THE NATIONAL ACADEMIES
National Research Council
Division on Earth and Life Studies
Water Science and Technology Board
Committee on Scientific Bases of Colorado River Basin Water Management

*****

Congressional Briefings
Tuesday, February 20, 2007
468 Dirksen Senate Office Bldg. – 9:30 a.m.
and
1324 Longworth House Office Bldg. – 1:00 p.m.

*****

on

Colorado River Basin Water Management:
Evaluating and Adjusting to Hydroclimatic Variability

by

Donald C. Jackson, Professor of History, Lafayette College, Easton, Pennsylvania; and Member, Committee on Scientific Bases of Colorado River Basin Water Management, Water Science and Technology Board, Division on Earth and Life Studies, The National Academies

and

Philip M. Smith, Consultant, Science Policy and Management, Santa Fe, New Mexico; and Member, Committee on Scientific Bases of Colorado River Basin Water Management, Water Science and Technology Board, Division on Earth and Life Studies, The National Academies

The long-term water availability in the Colorado River has long been a topic of great socio-economic, legal, and environmental importance in the western United States. Concerns regarding Colorado River flows have been heightened by drought conditions that have had significant hydrologic impacts across much of the river basin in the late 1990s and early 2000s. Interest in the topic has been further peaked by recent hydroclimatic studies, based on the annual growth rings of coniferous trees in the region, that have produced new information on Colorado River flow values over the past 500 years. The drought conditions, along with the information presented in these tree-ring based Colorado River flow reconstructions, led the National Research Council to appoint a study committee to review the scientific basis of Colorado River management.

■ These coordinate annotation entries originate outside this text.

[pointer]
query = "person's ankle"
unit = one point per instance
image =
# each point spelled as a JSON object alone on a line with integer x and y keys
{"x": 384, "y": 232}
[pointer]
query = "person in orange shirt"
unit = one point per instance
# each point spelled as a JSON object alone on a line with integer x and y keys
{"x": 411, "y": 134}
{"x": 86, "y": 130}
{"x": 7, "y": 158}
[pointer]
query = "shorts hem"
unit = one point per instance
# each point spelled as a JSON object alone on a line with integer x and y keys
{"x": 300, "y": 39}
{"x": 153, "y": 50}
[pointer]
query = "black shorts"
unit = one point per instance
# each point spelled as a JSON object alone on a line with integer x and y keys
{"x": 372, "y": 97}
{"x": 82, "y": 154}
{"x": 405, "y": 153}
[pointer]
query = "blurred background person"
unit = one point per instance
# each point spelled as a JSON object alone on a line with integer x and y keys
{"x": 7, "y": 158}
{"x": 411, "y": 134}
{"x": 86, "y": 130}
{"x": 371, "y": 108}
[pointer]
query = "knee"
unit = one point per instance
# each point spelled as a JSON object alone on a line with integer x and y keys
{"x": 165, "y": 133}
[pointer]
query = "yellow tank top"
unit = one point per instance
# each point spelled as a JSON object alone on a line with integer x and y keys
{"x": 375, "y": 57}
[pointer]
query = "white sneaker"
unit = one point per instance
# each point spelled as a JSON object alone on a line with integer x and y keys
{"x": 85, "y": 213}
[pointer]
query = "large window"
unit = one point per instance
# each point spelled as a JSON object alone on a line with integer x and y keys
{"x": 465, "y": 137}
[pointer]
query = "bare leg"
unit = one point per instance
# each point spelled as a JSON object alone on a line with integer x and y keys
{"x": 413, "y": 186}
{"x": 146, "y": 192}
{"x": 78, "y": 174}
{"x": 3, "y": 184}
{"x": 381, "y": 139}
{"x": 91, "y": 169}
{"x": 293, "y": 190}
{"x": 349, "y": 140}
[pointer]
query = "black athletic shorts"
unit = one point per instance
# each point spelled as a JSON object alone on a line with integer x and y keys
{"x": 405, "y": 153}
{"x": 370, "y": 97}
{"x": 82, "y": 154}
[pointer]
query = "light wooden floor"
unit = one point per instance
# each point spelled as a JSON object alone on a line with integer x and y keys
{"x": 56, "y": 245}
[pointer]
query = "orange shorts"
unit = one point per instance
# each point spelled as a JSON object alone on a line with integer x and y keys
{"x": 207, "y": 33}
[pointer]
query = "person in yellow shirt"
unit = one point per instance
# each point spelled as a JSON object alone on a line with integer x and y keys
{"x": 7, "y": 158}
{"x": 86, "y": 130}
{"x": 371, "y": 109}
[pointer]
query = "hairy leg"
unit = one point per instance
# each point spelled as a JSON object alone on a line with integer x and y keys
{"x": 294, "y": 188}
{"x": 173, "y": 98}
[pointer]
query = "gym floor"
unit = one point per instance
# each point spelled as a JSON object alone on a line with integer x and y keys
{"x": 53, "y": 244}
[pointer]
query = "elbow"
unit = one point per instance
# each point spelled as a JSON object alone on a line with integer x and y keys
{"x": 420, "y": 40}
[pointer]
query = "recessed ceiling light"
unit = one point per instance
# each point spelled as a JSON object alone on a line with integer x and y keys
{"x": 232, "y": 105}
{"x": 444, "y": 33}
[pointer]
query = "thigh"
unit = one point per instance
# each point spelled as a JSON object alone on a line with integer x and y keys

This committee's report, entitled "Colorado River Basin Water Management: Evaluating and Adjusting to Hydroclimatic Variability" assesses existing hydrologic and climatic information and how it relates to Colorado River water supplies and demands, water management decisions, and drought preparedness.

These briefings were for members of Congress and congressional staff only. The report was publicly released on February 21, 2007 and can be found, in its entirety, on the Web site of the National Academies Press.